As its popularity has gone through the roof, the pontoon boat has come to serve many, many purposes: sunning platform, wakeboard and water ski boat, cruiser, and yes, even as a fishing boat. But when it comes to fishing, many boats are highly specialized. Center console fishing boats rule the saltwater realm, bass boats dominate the lakes, convertible and express boats venture offshore, and aluminum fishing boats have a toe-hold across the board. So, can the do-everything, do-anything pontoon boat hold its own? Let’s find out.

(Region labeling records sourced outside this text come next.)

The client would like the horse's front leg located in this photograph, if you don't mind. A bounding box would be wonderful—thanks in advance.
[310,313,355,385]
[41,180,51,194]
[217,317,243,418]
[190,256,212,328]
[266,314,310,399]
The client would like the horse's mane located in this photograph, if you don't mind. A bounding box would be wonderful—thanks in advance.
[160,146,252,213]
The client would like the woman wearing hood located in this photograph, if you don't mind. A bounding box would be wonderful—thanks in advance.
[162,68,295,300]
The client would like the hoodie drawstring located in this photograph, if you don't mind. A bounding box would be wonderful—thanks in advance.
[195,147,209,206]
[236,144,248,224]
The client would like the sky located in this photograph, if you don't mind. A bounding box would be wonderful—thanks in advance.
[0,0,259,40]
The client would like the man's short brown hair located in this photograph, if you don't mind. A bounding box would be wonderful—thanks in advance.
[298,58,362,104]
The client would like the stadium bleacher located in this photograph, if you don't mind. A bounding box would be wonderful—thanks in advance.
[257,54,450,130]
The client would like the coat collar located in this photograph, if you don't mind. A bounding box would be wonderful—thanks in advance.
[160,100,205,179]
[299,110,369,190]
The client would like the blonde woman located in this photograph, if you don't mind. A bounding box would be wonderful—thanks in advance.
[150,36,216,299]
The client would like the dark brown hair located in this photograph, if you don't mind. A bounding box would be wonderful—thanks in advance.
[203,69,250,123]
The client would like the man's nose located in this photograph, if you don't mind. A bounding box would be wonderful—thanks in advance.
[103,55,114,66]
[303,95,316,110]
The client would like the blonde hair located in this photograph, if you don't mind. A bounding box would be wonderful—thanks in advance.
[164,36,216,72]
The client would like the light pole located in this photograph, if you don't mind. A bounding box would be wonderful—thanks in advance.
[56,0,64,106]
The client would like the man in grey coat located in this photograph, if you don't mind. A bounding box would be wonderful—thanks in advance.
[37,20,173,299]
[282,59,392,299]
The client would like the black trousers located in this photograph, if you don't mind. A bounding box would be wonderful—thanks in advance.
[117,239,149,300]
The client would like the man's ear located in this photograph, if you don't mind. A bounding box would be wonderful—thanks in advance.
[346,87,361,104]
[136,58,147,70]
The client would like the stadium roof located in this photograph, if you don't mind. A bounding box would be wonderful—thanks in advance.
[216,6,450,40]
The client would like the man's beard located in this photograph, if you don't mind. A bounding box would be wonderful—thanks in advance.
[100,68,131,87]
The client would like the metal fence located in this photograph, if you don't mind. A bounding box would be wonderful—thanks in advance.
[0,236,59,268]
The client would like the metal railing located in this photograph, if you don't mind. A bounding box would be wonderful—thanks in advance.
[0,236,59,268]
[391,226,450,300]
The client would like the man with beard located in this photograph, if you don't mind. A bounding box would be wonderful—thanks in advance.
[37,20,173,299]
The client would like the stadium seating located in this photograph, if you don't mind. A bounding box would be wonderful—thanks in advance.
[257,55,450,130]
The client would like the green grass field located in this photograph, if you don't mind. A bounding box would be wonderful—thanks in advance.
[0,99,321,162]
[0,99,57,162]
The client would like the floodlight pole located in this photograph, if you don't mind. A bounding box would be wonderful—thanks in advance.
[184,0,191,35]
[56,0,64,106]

Serious fishing boats need to have a few specific items that don’t appear on other types of pleasure-boats. Luckily, most can be found on fishing versions of pontoons. Livewells are a biggie, and can be found on plenty of pontoon boats. They do tend to be smaller than those found on center consoles, bass boats, and some other dedicated fishing boats, however, plenty of models offer dual livewells and in many cases, additional livewells can be added as options.
Raw water washdowns are one area where pontoons may fall short. Some, like the Lowe you see above, do have washdown options. Many other models, however, do not. Freshwater anglers won’t be worried by this, but saltwater anglers may find it an issue. And this is tough to add to some pontoons, since you need a hard-mounted raw water pick-up.
Rod holders are another challenge, since pontoon boats don’t have traditionally-formed gunwales. As a result, you’ll be limited to surface or track-mounted rodholders, unless the builder offers add-on modules that include flush-mounted holders. Again, this is fine for freshwater anglers but not so great for saltier types, since most add-on rodholders of this variety aren't intended for heavy saltwater use.
Beyond accouterments, anglers will find that a pontoon’s lay-out is excellent for fishing. Broad decks with plenty of pedestal seating options mean that foot-for-foot, more peoples can fish from a pontoon than from a V-hull boat. Just watch out for large seating modules that many builders use to line the fence and maximize passenger seating capacity. One more potential down-side is the fence itself. On most models it wraps 360-degrees around the boat, forcing you to bring a fish up several feet to get it inside the boat. Make sure any models you're considering have an easily accessible bow which can be used when you’re trying to land a real lunker.
When it comes to performance, today’s pontoon boats leave nothing on the table. Many, especially tri-toons, can be rigged with monster outboards and easily attain speeds in the 50-mph-plus range. These models also bank and carve out turns like a V-hull, so they’re a pleasure to drive even at high speeds. Draft is no more than other types of fishing boats, and economy is similar, too. Check out our Harris Flotebote Royal 230 video boat review, for example, and you’ll notice that with a 300-hp Mercury Verado outboard, we cruised in the upper 20’s while getting close to three MPG, and topped-out in the upper 40’s while getting almost two MPH.
When it comes to protected waters that may have a bumpy wind chop but aren't subjected to large waves, pontoon boats have an advantage over many V-hull boats. They tend to ride quite nicely in a chop of a foot or two, smoothing out the bumps and riding level whether the chop is on the nose or on the beam. On top of that, they tend to be substantially more stable than other types of boats. For anglers who enjoy drift fishing, in particular, this can be a big factor.
This advantage is lost, however, in open water with large waves. In fact, a pontoon’s sea-keeping abilities may turn from an advantage into a detriment. Since there’s no up-swept bow to meet the seas, large rolling waves can over-wash the deck. When those waves are large enough that the underside of the deck slams as the boat goes from peak to peak, the ride becomes extremely uncomfortable. And pontoons do tend to throw more spray than many other types of boats (although you can often get them fitted with spray-reducing fins or rails). Finally, the pontoon boat’s fence can act as a sail in strong winds. This many make it difficult to anchor or drift-fish over a small spot, and it can also make docking or pulling onto a trailer a real chore. For these reasons, it’s important to think long and hard about the kind of conditions you’ll be fishing in, when considering a pontoon. This also explains why many anglers who focus their efforts in shallow coastal bays love pontoons, while those who venture outside the inlet do not.
The bottom Line
As is true of many types of fishing boats, you can find a pontoon that’s attuned more or less towards fishing. And those that are built for all-around use will probably not satisfy the hard-core anglers in the crowd. Copious seating with supple vinyl, pop-up changing rooms, and dinette tables are a few of the commonly-found pontoon boat accouterments which are more likely to get in the way of fishing than enhance it. But if you choose a pontoon boat that puts the emphasis on fishing, and if the type of fishing you do meets the parameters of a pontoon’s usability, particularly for freshwater anglers and somewhat less so for saltwater anglers who stay in protected waters, there is no question. Yes—a few compromises may have to be made, but a pontoon can satisfy the most dedicated piscatorial pursuers among us.